Regularizing effects concerning elliptic equations with a superlinear gradient term
Marta Latorre Balado, Martina Magliocca, Sergio Segura de León
TL;DR
The paper analyzes a homogeneous Dirichlet elliptic problem with gradient growth of the form $g(u)|\nabla u|^q$, $1<q<2$, under $L^m(\Omega)$ or measure data. It identifies the optimal far-field decay $|s|^\alpha g(s)$ through $\alpha=\frac{N(q-1)-mq}{N-2m}$ (for $m>1$) that guarantees existence, and classifies the gradient-growth into sublinear, linear, and superlinear regimes with corresponding existence results in finite-energy or renormalized senses. The authors develop a refined a priori estimate framework and compactness arguments, including a Marcinkiewicz-based approach for measure data, to obtain convergence and higher regularity in various parameter ranges, showing consistency with GMP (constant $g$) and PS (quadratic growth) in the appropriate limits. The work demonstrates a regularizing effect of the gradient term on existence and summability, extends the theory to subquadratic growth and discontinuous coefficients, and provides a unified treatment across data regimes from Lebesgue to measure data. This advances the understanding of nonlinear elliptic equations with gradient-driven nonlinearities and their solvability under low-regularity data.
Abstract
We consider the homogeneous Dirichlet problem for an elliptic equation driven by a linear operator with discontinuous coefficients and having a subquadratic gradient term. This gradient term behaves as $g(u)|\nabla u|^q$, where $1<q<2$ and $g(s)$ is a continuous function. Data belong to $L^m(Ω)$ with $1\le m <\frac{N}{2}$ as well as measure data instead of $L^1$-data, so that unbounded solutions are expected.

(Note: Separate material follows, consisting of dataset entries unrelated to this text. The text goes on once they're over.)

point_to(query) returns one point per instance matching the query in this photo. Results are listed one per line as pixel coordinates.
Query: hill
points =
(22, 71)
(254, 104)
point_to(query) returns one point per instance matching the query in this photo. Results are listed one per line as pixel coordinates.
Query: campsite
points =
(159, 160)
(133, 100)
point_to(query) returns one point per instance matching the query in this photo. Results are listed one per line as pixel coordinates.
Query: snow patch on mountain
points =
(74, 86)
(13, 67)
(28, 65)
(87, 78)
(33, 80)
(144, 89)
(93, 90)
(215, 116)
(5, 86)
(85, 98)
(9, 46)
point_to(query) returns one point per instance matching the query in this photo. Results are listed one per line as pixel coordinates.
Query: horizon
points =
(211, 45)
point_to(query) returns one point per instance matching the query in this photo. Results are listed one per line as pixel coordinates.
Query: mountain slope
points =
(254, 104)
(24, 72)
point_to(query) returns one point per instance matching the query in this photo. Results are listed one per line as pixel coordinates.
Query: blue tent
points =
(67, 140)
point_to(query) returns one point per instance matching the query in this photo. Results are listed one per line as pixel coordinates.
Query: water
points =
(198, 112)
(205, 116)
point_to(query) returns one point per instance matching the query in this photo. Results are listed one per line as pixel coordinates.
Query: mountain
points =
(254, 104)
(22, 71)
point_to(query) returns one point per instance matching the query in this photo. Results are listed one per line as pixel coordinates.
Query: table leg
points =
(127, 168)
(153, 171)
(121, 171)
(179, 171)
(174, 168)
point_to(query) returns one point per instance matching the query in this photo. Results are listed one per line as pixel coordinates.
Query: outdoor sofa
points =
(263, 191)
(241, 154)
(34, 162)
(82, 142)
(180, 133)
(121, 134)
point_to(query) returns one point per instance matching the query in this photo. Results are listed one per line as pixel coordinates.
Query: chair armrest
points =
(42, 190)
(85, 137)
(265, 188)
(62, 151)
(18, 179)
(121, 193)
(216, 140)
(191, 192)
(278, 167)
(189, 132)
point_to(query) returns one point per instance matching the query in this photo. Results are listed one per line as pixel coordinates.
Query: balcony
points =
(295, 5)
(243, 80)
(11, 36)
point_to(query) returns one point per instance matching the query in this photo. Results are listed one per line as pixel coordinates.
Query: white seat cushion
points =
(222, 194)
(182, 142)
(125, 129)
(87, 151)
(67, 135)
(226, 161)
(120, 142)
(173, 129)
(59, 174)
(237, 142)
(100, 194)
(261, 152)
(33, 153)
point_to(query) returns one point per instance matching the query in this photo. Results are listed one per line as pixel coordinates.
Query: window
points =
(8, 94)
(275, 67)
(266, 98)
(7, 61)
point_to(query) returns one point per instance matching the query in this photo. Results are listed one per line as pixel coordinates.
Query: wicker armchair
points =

Our aim is, given $1\le m<\frac N2$ and $1<q<2$, to find the suitable behaviour of $g$ close to infinity which leads to existence for our problem. We show that the presence of $g$ has a regularizing effect in the existence and summability of the solution. Moreover, our results adjust with continuity with known results when either $g(s)$ is constant or $q=2$.